My next venture into college life was the summer after I graduated. I had not been a stellar high school student, so part of the condition for my acceptance was taking a summer course to prove that I could handle it. This time I took a philosophy course and once again managed to pass the class with a B. However, I realized that my focus really wasn't on academics and that it would be a struggle to prioritize. Whether it was selfishness or maturity that motivated me, I had a long discussion with my parents and decided to delay pursuing a college education until I was ready.
By the time I returned, I was no longer a traditional student. It had been nearly three years since I graduated high school, and in that time I had managed to get married and give birth to a son. It was his birth, the ups and down of a rocky marriage, and a dim future that led me to the conclusion that I would need to go back in order to be able to give him or myself any sort of meaningful life. I jumped in full time taking 5 courses. I still had not decided on a major, but I knew that it was the right time. Despite no support from my husband, I was able to take care of my 1-year-old son and be a successful student, earning A's and B's. For the first term, my mother would watch my son while I was in class. About halfway through the term, he had to have a major orthopedic surgery, and I completed much of my studying by his bedside while he recovered. The second term I had to put him in daycare three days a week. I spent many late nights typing out papers on an old typewriter. I wasn't able to engage in any social activities or empathize with my fellow students. I felt very alone as I navigated the academic rigors of college, but I never thought about just how different I was.
I had planned on returning the next semester, but my parents had moved over a thousand miles away. My marriage continued to disintegrate, and when my husband was laid off, I felt that it would be nearly impossible for us to survive or for me to continue my classes unless I had more support. We moved to Florida, and I waited for over a year to return to school. Nevertheless, I was more determined than ever to succeed, so when I did return, I jumped in full time. Now, not only was I married and a mother, but also a good 5-6 years older than my fellow students. My life experiences had forced me to mature quickly, and I didn't have the same distractions as those who shared the classroom with me. My second full year of college was filled with 5-6 classes per term, a full time job at McDonald's, and the emotional turmoil of a broken marriage and subsequent separation. I moved back in with my parents for help. I kept my job for two reasons: first because I had no financial support from my estranged husband and two because I wanted a real reminder of why college was so important. Every day as I would look at my 4-year-old or work the drive-thru, I was reminded that I did not want the rest of our lives to be a struggle. That was perhaps my best year in terms of grades. I earned nearly a perfect 4.0, with the exception of one horrible physical science class where I earned a B.

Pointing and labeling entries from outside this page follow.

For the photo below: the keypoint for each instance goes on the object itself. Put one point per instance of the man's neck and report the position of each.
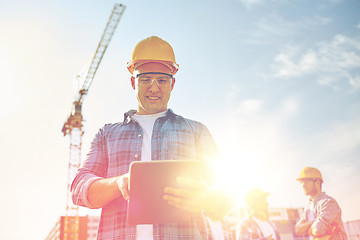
(263, 216)
(314, 196)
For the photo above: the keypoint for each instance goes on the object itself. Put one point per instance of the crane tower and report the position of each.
(74, 123)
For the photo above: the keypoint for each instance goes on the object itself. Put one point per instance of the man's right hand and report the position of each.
(123, 184)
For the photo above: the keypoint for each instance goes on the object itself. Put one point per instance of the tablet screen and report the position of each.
(147, 182)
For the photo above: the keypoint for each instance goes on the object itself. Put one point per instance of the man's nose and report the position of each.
(154, 87)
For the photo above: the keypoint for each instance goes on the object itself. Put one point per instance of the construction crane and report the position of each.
(74, 123)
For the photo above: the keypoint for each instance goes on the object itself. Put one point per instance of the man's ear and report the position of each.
(132, 79)
(172, 83)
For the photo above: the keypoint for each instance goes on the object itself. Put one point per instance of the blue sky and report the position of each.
(277, 82)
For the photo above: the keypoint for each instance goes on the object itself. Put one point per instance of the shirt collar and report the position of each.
(130, 113)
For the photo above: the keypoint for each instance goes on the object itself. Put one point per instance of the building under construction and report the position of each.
(75, 228)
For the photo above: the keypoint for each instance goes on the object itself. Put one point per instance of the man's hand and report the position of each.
(123, 184)
(195, 195)
(270, 237)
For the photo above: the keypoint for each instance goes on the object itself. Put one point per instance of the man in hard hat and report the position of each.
(256, 225)
(322, 215)
(152, 132)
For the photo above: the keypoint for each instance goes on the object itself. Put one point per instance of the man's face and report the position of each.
(153, 87)
(309, 187)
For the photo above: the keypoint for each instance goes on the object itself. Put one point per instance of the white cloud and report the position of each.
(330, 61)
(250, 107)
(249, 3)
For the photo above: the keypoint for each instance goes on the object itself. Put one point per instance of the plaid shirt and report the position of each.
(327, 215)
(117, 145)
(248, 229)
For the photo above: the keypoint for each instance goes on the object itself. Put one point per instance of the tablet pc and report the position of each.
(147, 182)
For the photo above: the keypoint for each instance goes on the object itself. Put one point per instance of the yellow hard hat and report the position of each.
(310, 173)
(254, 194)
(153, 49)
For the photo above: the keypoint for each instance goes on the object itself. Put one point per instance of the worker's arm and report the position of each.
(103, 191)
(196, 196)
(303, 227)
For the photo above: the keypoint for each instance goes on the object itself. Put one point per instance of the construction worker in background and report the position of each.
(322, 215)
(152, 132)
(256, 225)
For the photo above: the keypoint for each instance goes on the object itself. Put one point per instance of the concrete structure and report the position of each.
(75, 228)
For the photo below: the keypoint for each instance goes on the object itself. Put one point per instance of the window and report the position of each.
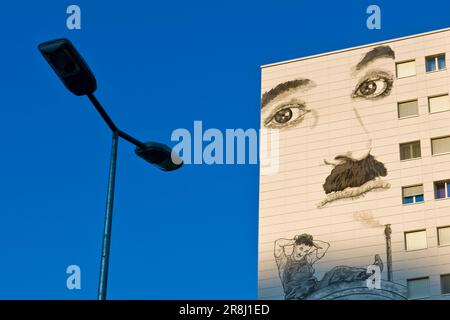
(418, 288)
(445, 283)
(413, 194)
(442, 189)
(408, 109)
(410, 150)
(440, 145)
(435, 63)
(444, 236)
(406, 69)
(415, 240)
(438, 103)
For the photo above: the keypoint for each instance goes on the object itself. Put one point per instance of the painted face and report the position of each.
(300, 251)
(302, 103)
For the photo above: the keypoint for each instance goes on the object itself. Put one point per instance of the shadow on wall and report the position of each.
(358, 290)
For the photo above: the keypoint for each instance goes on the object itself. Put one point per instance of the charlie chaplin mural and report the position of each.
(350, 177)
(296, 269)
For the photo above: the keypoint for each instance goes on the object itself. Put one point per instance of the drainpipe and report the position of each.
(387, 233)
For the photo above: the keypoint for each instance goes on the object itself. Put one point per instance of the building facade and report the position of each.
(363, 179)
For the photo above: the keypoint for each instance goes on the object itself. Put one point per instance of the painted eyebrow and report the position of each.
(281, 88)
(376, 53)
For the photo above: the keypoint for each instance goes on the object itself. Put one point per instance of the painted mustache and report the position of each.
(351, 173)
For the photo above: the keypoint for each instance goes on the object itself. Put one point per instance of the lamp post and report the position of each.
(79, 79)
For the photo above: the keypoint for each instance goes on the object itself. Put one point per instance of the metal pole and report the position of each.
(387, 233)
(103, 282)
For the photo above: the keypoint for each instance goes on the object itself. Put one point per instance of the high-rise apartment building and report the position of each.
(359, 206)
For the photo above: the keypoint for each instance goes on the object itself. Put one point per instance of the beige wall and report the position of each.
(288, 199)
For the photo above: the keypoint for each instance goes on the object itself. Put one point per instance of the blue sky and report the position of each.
(190, 234)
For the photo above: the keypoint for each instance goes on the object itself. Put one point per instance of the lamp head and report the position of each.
(69, 66)
(160, 155)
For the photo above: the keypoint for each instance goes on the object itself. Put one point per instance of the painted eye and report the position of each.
(373, 86)
(286, 116)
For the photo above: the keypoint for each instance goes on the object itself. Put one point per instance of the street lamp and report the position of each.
(79, 79)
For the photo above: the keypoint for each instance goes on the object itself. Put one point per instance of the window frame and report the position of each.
(428, 285)
(440, 281)
(410, 142)
(405, 61)
(447, 193)
(437, 138)
(436, 60)
(407, 101)
(439, 240)
(414, 197)
(437, 96)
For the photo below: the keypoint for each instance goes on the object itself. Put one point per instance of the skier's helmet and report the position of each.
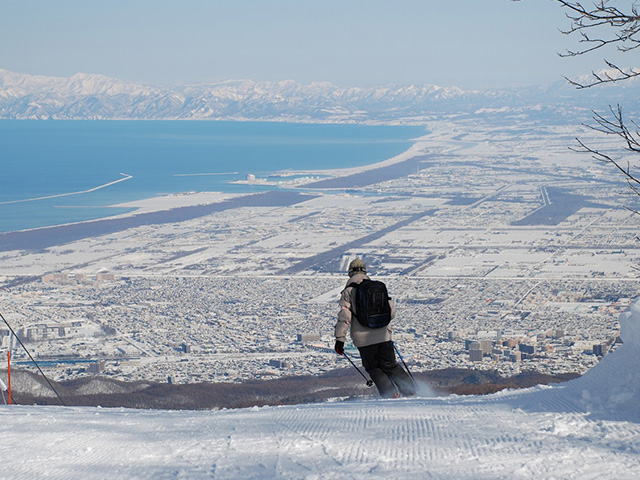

After completing enough coursework to earn and A. A., I transferred to a university. At that point I had decided that I wanted to become an English teacher. The transition between majors and schools created a slight problems as I had not completed some of the coursework I would need. This required me to continue my enrollment of 5 classes per term in addition to some summer classes. Before it all began, I had taken leave from work to spend the summer with my son; I decided not to return knowing that the demands were too much. Nevertheless, with persistence and determination, and the support of my mother who cared for my son while I was in class, I was able to complete the rest of my degree in two years. During that time I sat by my son's bedside after more surgeries and divorced my husband. Although there were a few students in the program like me, I was very much alone. I spent little time on the bustling campus and never had the time or ability to participate in any of the activities. I did not share the dating woes and gossip of many of my peers nor attended the parties. It wasn't that I was not invited, I just had other commitments at home. Many of my peers could not understand that or step into my mindset. Although it was lonely at times, it was also good that I did not have the distractions that other college students face. I had a much more tangible goal than many of them- to be able to graduate and support myself and my son. That is probably one of the many reasons I was so successful as a college student. I earned all A's and B's (with the exception of one C). I completed my degree in 4 years total, and I knew what I was doing after graduation.
So here I am again, 13 years after earning a bachelor's degree, returning to the same university in order to earn a second. It won't take much time as I only need 8 classes, and technology has advanced so much that I will be able to complete most of the coursework online. I am a different person now. Not only do I have ambition, but I also have the real-life experience of teaching for nearly a decade. I am re-married, and my son is almost 20, pursuing his own college degree. One thing that is similar is that I have a 3-year-old at home, a little girl. My perspective has changed in so many ways from being a parent and a professional, and I will be 40 in less 17 days. I am a non-traditional student once again, but this time so are many of the students in my online classes. There are people who work jobs and raise children. One is a single mom of three kids with a 9-7 job. Another is a married father with two young children who lives hours away. The online courses are filled with non-traditional students who each have different stories. Most are trying to balance a life of family and work with the demands of school in the hope that when they finish they will be in a better place.
I don't mind being a non-traditional student. Sometimes it can be lonely, and it is difficult to empathize with the needs and concerns of the more traditional- this makes group work a special challenge. Honestly, it is all I have known really. And I attribute a large part of my success to my circumstances in life that made me non-traditional.